— А потом он, не переставая рассеянно жевать губами и сочинять в уме бесполезные стишки, убивает пару-другую монстров и превращает в кровавый фарш десяток менее существенных врагов. После чего моет руки и спрашивает у дворецкого, не пора ли подавать обед. Да, это его любимый трюк.
— Трюков не было, — сказала Ингильвар. — Только монстр.
Моран Джурич насторожился:
— Монстр? Какой?
— Разве вы не увидели его в моих мыслях?
— В твоих мыслях я увидел только, что ты по уши влюбилась в Лутвинне, но это-то как раз не новость, — ответил Моран. — В Лутвинне все влюбляются. Все девчонки по очереди, и человеческие дочери, и эльфийские. А потом он неизбежно начинает бесить. Ты даже представить себе не можешь, как он умеет раздражать! В мыслях он постоянно бродил где-то далеко, очень далеко от тебя. Там, куда нет хода никому, даже его матери. Впрочем, его мать уже очень давно никто не видел. Говорят, она оставила замок потому, что не в силах жить среди людей. Встречаются такие эльфы, у которых от человеческого запаха делается сыпь по всему телу, никогда не слыхала? Ну, для мужчин и воинов это, понятное дело, полная ерунда, — подумаешь, какая-то красная сыпь, пусть даже и с коростой, — а вот эльфийские дамы сильно страдают. Беспокоятся за свою красоту. Вот она и…
— Оно было похоже на собаку, но с гребнем на спине, — перебила Ингильвар.
— Эльфийка? — удивился Моран. — С гребнем? Она, конечно, любила всякие украшения, но волосы носила просто распущенными, даже без ленты. И диадемы не признавал. «У меня, — говорит, — от них голова болит».

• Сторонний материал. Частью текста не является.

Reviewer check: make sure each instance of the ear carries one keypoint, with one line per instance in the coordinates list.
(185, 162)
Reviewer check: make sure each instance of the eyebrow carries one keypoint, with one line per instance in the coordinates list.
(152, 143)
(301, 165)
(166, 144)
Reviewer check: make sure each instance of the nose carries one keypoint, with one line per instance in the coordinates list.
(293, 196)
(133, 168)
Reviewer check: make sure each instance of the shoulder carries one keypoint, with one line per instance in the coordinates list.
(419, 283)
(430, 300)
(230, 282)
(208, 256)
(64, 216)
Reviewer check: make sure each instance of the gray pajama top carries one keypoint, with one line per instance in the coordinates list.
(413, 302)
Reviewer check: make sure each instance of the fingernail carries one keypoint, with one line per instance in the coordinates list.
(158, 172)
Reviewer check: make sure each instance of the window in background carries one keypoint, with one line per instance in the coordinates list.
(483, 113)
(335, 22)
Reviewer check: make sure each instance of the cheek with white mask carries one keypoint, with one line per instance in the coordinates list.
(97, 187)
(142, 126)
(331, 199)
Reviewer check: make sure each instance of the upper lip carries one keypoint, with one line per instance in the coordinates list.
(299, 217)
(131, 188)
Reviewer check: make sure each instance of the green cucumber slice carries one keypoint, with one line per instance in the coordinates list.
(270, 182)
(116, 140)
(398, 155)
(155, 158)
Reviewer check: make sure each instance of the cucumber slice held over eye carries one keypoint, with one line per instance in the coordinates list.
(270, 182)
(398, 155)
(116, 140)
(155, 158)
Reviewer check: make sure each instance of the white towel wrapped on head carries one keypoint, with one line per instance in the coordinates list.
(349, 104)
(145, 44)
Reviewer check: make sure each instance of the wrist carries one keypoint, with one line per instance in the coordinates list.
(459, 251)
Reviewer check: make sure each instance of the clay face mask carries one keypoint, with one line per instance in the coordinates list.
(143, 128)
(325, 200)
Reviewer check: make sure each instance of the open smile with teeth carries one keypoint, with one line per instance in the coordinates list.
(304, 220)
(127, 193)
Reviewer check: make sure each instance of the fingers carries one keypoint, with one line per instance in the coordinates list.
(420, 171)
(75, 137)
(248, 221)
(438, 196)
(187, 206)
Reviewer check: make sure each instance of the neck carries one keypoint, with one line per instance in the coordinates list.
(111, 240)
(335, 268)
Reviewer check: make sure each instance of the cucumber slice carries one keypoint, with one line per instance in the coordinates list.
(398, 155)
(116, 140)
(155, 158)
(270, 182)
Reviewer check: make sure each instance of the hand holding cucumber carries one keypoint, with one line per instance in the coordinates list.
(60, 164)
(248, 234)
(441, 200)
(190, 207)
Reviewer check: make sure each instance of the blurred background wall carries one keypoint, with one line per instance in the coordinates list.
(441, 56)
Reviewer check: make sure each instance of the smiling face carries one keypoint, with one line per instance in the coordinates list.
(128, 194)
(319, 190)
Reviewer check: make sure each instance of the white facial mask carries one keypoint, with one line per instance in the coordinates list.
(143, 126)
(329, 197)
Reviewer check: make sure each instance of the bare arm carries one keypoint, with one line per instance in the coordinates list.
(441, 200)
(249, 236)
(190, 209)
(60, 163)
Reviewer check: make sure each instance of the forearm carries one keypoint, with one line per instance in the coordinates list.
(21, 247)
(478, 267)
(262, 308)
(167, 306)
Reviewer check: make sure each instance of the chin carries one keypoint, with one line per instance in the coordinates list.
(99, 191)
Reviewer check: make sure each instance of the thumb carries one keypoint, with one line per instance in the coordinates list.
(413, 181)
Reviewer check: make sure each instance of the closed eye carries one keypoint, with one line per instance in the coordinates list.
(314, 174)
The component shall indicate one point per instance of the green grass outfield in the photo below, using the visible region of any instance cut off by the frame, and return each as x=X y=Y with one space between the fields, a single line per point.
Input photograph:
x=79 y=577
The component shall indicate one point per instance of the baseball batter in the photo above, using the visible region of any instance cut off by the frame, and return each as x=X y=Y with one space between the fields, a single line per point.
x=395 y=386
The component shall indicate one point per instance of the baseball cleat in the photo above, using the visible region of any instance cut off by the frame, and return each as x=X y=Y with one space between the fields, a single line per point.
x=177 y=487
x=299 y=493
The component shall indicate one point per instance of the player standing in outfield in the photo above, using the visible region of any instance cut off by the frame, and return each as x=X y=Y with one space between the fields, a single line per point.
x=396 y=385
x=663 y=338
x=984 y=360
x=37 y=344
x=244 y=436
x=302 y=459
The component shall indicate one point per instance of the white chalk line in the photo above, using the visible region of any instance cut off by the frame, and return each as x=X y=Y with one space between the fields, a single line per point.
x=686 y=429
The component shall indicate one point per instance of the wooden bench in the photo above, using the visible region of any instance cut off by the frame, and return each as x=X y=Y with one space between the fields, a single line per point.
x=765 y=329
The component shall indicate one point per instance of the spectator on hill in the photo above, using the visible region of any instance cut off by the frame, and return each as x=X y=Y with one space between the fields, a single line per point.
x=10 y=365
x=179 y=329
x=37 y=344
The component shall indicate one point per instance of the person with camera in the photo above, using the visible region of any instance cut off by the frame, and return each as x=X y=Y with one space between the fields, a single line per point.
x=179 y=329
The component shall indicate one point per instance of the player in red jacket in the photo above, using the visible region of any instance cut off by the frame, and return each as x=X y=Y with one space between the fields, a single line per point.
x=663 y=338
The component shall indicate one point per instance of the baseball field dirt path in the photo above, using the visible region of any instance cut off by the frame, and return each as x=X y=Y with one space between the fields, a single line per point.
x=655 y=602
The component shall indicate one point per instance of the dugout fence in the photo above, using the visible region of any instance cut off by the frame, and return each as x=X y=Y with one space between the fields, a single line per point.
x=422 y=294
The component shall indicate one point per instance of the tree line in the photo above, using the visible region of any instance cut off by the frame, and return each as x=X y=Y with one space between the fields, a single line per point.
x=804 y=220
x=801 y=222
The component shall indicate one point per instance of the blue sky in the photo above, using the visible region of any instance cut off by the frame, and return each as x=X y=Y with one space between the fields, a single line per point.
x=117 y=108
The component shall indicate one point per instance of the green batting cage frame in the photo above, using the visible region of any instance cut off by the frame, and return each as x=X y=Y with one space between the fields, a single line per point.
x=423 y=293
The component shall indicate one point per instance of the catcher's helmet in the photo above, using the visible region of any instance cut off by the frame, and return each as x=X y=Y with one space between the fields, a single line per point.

— Я говорю о монстре, — пояснила Ингильвар, ничуть не сердясь. — О том чудовище, которое убил Лутвинне.
— А что, Лутвинне и вправду убил чудовище? — Теперь Моран выглядел ужасно удивленным.
— Вы же сами мне рассказывали про кровавый фарш и все такое…
— Рассказывал, разумеется, но своими глазами никогда такого не видел, — нашелся Моран. Он придвинулся ближе к Ингильвар и в нетерпении потер руки. — И как это было?
— Ужасно.
— Подробнее!
— Он пырнул его ножом.
— Кто кого?
— Очевидно, Лутвинне — зверя. А вы что подумали?
— А, — сказал Моран. — Слушай, ты скучная. Спать мне не даешь своей болтовней.
— Ну знаете!.. — От возмущения Ингильвар задохнулась.
Моран сел, уставился на нее сверху вниз. Он подвигал носом, потом пошевелил ушами, поднял и опустил брови, скривил рот, почесал ухо, взлохматил волосы, шумно выдохнул и наконец изрек:
— Вот если бы мы с тобой придумали что-нибудь полезное… Более полезное, чем искать грязную и тяжелую работу, за которую больше никто не возьмется… Тогда, возможно, я бы еще согласился не спать и болтать с тобой ночь напролет.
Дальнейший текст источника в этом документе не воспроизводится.